Study design: Single-institution retrospective cohort study.
Setting: Memorial Sloan Kettering Cancer Center, New York City.
Synopsis: Researchers identified 87 patients who had received surgery for ACC between 1985 and 2009. Patient, tumor, and treatment characteristics were recorded. Local recurrence-free survival (LRFS) was recorded by the Kaplan-Meier method. Predictors of local control were identified.
The study group median age was 54 years. Seventy-two (83%) patients had perineural invasion, 61 (70%) had close/positive margins, and 58 (67%) had pT 1T2. Fifty-nine (68%) patients had postoperative radiation therapy (PORT). With a median follow-up of 85 months, the 10-year LRFS was 78.7%. There were 14 local recurrences. On multivariable analysis, pathological tumor (T)3T4 stage and no PORT were independent predictors for local failure. Patients with no PORT had a 13-fold increased risk of local failure compared with patients treated with PORT after adjusting for stage.
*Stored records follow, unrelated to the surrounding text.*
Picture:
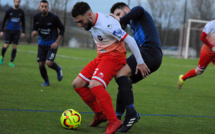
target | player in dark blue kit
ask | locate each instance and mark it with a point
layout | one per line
(46, 25)
(146, 35)
(14, 17)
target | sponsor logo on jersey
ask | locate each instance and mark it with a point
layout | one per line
(45, 31)
(109, 26)
(119, 33)
(100, 38)
(52, 56)
(15, 19)
(103, 50)
(49, 24)
(100, 75)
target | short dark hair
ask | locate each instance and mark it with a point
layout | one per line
(44, 1)
(80, 8)
(118, 5)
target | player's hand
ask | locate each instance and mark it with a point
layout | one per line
(213, 49)
(34, 33)
(143, 69)
(116, 17)
(22, 35)
(1, 34)
(54, 45)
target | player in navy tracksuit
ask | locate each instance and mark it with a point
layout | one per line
(46, 26)
(146, 35)
(14, 17)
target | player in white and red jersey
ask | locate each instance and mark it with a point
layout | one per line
(207, 53)
(92, 81)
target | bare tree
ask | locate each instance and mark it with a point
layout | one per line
(202, 9)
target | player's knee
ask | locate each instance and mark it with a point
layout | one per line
(41, 64)
(124, 71)
(14, 46)
(198, 72)
(6, 45)
(49, 63)
(78, 82)
(94, 83)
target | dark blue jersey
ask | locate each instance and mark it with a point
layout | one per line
(14, 17)
(47, 28)
(143, 27)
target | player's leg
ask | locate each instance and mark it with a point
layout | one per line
(50, 63)
(8, 40)
(3, 51)
(125, 97)
(204, 60)
(104, 72)
(41, 58)
(153, 58)
(80, 85)
(15, 38)
(13, 55)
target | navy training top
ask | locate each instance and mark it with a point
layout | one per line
(143, 27)
(14, 17)
(47, 28)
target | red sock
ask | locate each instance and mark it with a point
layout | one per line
(105, 102)
(191, 73)
(89, 99)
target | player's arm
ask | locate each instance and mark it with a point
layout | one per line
(141, 66)
(61, 33)
(135, 13)
(205, 40)
(3, 23)
(23, 25)
(207, 29)
(35, 28)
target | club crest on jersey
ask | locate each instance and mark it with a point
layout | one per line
(100, 38)
(119, 33)
(101, 75)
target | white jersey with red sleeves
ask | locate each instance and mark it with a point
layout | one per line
(108, 34)
(210, 27)
(210, 31)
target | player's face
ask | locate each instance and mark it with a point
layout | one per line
(16, 3)
(120, 12)
(83, 21)
(44, 8)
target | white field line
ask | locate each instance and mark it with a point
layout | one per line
(61, 56)
(78, 58)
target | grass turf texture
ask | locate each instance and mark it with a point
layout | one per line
(26, 107)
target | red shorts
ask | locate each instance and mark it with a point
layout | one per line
(103, 68)
(206, 56)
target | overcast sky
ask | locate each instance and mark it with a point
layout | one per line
(96, 5)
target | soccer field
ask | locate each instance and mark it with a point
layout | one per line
(28, 108)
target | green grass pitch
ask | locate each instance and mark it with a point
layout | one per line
(28, 108)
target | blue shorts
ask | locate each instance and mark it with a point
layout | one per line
(12, 36)
(46, 53)
(152, 58)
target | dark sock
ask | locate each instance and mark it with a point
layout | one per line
(43, 73)
(120, 107)
(125, 94)
(55, 67)
(13, 55)
(3, 51)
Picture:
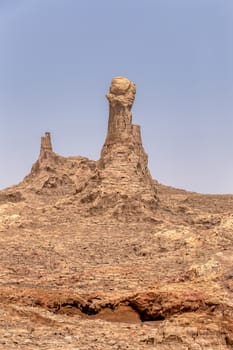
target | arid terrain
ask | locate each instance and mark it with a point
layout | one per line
(98, 255)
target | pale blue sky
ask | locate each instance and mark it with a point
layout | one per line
(58, 58)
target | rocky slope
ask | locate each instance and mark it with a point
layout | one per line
(97, 255)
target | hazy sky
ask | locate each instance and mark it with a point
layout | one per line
(58, 58)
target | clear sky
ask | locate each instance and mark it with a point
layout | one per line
(57, 61)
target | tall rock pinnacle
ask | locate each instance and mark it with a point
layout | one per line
(123, 154)
(119, 184)
(45, 146)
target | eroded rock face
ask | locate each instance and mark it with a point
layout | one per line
(119, 184)
(123, 152)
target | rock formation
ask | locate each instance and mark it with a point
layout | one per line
(119, 184)
(123, 154)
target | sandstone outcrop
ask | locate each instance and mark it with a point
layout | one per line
(119, 184)
(86, 264)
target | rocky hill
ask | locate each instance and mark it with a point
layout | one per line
(98, 255)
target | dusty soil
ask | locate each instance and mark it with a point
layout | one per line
(75, 282)
(98, 255)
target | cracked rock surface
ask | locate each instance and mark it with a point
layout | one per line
(98, 255)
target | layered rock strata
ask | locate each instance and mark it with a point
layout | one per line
(119, 183)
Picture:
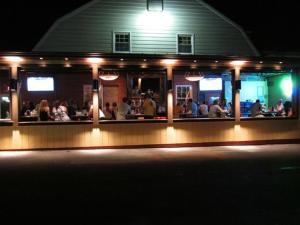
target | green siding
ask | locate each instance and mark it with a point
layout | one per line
(90, 29)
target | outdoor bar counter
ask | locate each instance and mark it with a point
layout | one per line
(174, 132)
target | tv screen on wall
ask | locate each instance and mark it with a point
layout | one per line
(210, 84)
(40, 84)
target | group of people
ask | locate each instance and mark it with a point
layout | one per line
(280, 109)
(215, 110)
(60, 110)
(126, 107)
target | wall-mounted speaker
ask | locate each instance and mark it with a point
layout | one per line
(170, 85)
(95, 85)
(13, 84)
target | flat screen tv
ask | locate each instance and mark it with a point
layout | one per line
(210, 84)
(40, 84)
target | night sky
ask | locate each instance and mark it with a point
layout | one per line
(271, 25)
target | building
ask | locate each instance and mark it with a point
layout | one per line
(172, 51)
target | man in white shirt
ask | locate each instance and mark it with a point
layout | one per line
(123, 109)
(203, 109)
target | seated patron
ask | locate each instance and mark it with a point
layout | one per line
(288, 108)
(203, 109)
(256, 109)
(44, 111)
(215, 110)
(123, 109)
(192, 107)
(107, 111)
(178, 109)
(279, 108)
(148, 106)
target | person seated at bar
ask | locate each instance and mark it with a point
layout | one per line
(288, 108)
(123, 109)
(148, 106)
(55, 114)
(192, 107)
(203, 109)
(72, 107)
(279, 108)
(178, 109)
(107, 111)
(256, 109)
(215, 110)
(91, 107)
(44, 111)
(114, 110)
(27, 107)
(63, 111)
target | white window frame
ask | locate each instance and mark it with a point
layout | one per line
(114, 41)
(156, 10)
(183, 85)
(192, 43)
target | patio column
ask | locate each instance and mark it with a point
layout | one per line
(170, 93)
(14, 88)
(237, 84)
(95, 68)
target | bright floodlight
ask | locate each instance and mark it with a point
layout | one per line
(94, 60)
(287, 86)
(13, 59)
(169, 61)
(238, 62)
(151, 22)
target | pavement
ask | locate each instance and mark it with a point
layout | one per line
(209, 185)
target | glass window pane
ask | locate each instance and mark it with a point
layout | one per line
(5, 99)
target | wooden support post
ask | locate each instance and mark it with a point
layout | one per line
(237, 105)
(95, 95)
(15, 96)
(170, 95)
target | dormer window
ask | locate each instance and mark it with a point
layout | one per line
(121, 42)
(185, 44)
(155, 5)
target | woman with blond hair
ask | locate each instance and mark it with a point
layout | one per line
(44, 110)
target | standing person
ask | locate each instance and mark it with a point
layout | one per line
(124, 109)
(44, 110)
(203, 109)
(215, 110)
(256, 109)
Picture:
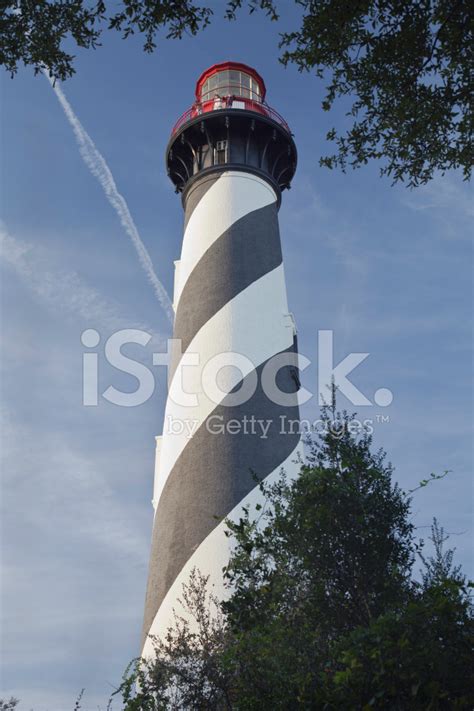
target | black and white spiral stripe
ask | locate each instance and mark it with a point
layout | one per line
(230, 296)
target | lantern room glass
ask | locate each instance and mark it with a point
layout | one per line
(230, 83)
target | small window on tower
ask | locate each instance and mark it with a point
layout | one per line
(220, 153)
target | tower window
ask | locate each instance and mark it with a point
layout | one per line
(220, 153)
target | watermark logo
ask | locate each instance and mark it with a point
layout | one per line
(227, 378)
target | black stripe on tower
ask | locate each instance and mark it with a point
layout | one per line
(199, 492)
(246, 251)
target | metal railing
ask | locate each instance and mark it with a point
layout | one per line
(229, 102)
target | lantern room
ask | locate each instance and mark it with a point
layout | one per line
(230, 80)
(230, 127)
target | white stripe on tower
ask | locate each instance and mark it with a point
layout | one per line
(230, 298)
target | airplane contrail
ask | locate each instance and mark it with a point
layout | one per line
(100, 170)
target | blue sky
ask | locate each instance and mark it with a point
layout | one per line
(387, 269)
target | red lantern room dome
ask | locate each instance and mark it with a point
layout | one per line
(230, 79)
(231, 127)
(230, 85)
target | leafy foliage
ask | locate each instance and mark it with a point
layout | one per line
(402, 67)
(406, 67)
(323, 610)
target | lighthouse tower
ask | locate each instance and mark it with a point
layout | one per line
(232, 408)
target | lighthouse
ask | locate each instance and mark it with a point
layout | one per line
(232, 410)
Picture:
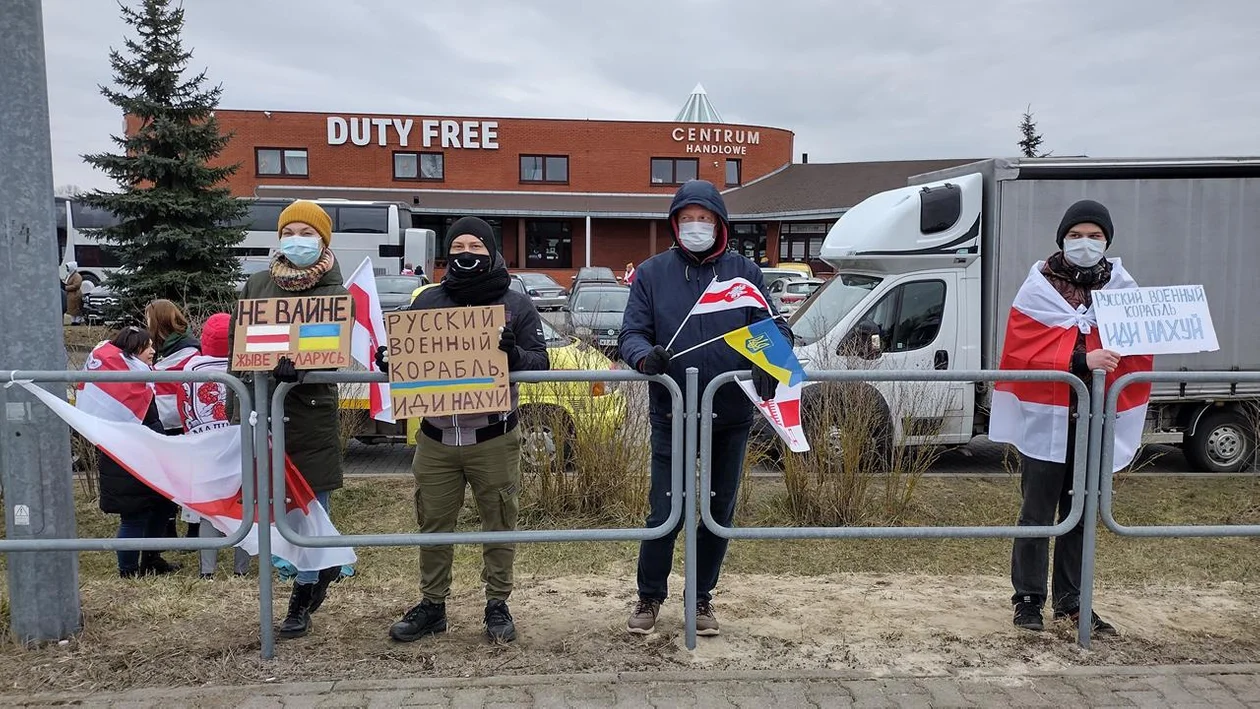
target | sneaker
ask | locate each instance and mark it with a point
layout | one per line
(1098, 625)
(1028, 615)
(426, 618)
(643, 618)
(498, 622)
(706, 622)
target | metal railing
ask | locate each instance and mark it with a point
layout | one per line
(145, 544)
(679, 414)
(866, 377)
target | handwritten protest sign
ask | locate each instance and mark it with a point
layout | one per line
(314, 331)
(447, 362)
(1156, 320)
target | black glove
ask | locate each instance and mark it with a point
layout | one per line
(508, 344)
(657, 362)
(764, 383)
(382, 359)
(286, 372)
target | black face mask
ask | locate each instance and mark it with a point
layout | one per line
(469, 263)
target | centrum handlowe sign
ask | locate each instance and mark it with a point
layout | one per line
(1156, 320)
(313, 331)
(447, 362)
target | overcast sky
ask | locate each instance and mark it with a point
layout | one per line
(856, 79)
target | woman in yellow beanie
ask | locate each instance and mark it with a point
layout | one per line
(304, 266)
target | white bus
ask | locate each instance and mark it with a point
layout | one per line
(379, 231)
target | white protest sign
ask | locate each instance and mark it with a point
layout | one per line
(1156, 320)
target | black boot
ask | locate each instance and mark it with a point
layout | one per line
(153, 564)
(325, 578)
(297, 622)
(498, 622)
(426, 618)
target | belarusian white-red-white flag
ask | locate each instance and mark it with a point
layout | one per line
(1041, 335)
(730, 295)
(368, 334)
(783, 412)
(199, 471)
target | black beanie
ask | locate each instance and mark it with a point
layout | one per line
(1085, 210)
(474, 226)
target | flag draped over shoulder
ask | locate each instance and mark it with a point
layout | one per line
(198, 471)
(1041, 335)
(368, 334)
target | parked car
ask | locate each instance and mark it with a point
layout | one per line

Study limitations include that it was retrospective and that there as considerable heterogeneity in the patient group. The authors recommend that extrapolation of the data to the use of PORT in patients with early T-stage tumors without adverse features needs should be done with caution. Further, they indicate that their data require substantiation with data from other large series, and note that, despite the fact that a randomized control trial would be the obvious gold standard to decide whether PORT is efficacious in all patients, it is extremely unlikely that such a study could be successfully carried out due to the rarity of this tumor.